Fine tuning gpt-3 to write in the writing style of a news outlet

Hi everyone,

I would like to try to train a fine-tuned model that writes news articles in the writing style of a specific news outlet, hen given prompts with news facts.

How much training data would I need for that? Is more the better?

How can I train it to mimic the writing style?

So far, my idea is to collect a lot of news articles. Ask gpt-3 to extract the news facts from these articles. And then switch their places, so that in the training data the resulting news facts become the prompt and the news article themselves become the output.

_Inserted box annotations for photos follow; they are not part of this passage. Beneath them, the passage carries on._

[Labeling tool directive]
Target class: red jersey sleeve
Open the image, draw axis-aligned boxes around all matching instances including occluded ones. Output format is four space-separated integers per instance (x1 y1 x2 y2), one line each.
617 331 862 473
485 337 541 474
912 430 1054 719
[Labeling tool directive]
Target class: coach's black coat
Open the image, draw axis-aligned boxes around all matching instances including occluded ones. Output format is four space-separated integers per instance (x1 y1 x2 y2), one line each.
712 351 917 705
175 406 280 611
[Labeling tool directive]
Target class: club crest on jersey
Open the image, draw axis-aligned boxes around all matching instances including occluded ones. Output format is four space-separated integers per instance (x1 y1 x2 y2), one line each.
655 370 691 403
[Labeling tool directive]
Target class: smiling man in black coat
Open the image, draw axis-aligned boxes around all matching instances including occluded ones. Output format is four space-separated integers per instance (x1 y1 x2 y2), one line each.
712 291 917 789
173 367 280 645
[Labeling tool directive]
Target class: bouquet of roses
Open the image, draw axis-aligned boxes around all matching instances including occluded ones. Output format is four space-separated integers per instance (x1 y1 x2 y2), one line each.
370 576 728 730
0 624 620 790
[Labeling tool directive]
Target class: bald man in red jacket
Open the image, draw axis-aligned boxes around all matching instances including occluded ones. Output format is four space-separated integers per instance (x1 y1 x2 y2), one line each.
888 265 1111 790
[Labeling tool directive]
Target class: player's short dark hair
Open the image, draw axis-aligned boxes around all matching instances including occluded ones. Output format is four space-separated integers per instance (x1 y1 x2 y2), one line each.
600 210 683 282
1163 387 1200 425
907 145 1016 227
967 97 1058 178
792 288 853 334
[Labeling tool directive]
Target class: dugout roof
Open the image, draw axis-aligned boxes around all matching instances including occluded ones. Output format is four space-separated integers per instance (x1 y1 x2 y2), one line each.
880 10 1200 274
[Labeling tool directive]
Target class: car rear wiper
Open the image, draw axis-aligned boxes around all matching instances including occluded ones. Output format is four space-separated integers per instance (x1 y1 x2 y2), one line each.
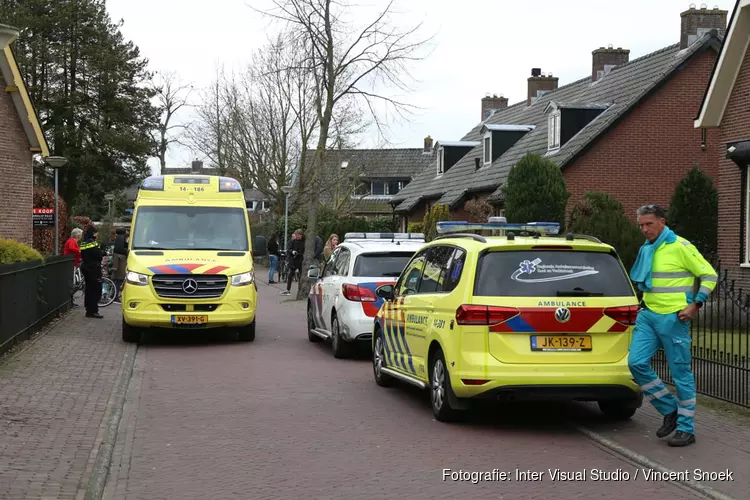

Has anyone tried that before? Do you think it would work?

Welcome to the community.

Sounds like a good action plan to me.

I would use at last 400+ examples. The more the better - usually.

Having keywords in the prompt and the article (as much of it as you can fit) is a good idea.

I think it would probably have good results with enough samples.

1 Like

Thanks a lot for your reply. I’m quite new at this but very much eager to learn and experiment.

Here are some more questions:
I could go up to 36.000 articles. Is that too much? If I add classifications like categories per article. Could they still fit in one fine-tuning model? Or should I create seperate models per category?

I mean, I guess it depends on your budget. You’re charged for each token used in the training data - once for each epoch. (And most fine-tunes go about 4 epochs…)

You should try to fit as much metadata in the prompt as you can while fitting the article in the completion spot. You only have just over 2000 tokens to work with.

Here’s a good introduction page in the docs.

1 Like

@amra.dorjbayar Did you get anywhere with this?